Methods: In a novel full-scale ex vivo recirculation dialysis model, we investigated the thrombogenicity of three widely used hemodialyzers (Cuprophan Renak RA15-U, Polysulfone F6HPS and AN69XT Nephral 200). The activation of the contact system was evaluated using a newly developed ELISA for factor XIIa-C1-inhibitor complexes. Additionally, we determined free FXIIa (ELISA), thrombin-antithrombin (TAT) complexes, platelet factor 4 (PF4), complement activation (C5a), granulocyte elastase and blood cell counts. The findings in blood from normal volunteers were compared with factor XII-deficient blood.

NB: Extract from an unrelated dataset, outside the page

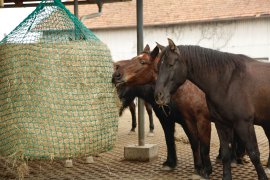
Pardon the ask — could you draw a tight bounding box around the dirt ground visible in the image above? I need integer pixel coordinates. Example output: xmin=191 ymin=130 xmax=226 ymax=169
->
xmin=0 ymin=110 xmax=268 ymax=180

Results: With normal blood AN69 exhibited the highest thrombogenicity in comparison to Cuprophan and Polysulfone, as assessed by TAT generation and platelet consumption. AN69 caused a rapid increase of the FXIIa-C1-inhibitor complexes and of free FXIIa. Despite significant TAT generation with Cuprophan and Polysulfone free FXIIa remained unchanged and the FXIIa-C1-inhibitor complexes stayed below the detection limit. With factor XII-deficient blood Polysulfone exhibited the same TAT generation, whereas the thrombogenicity of AN69 was greatly reduced.
Conclusions: Our data challenge the common assumption that activation of the contact system with generation of FXIIa is the main trigger for coagulation and thrombus formation in hemodialysis. Only the negatively charged AN69 membrane with enhanced thrombogenicity strongly induced contact activation.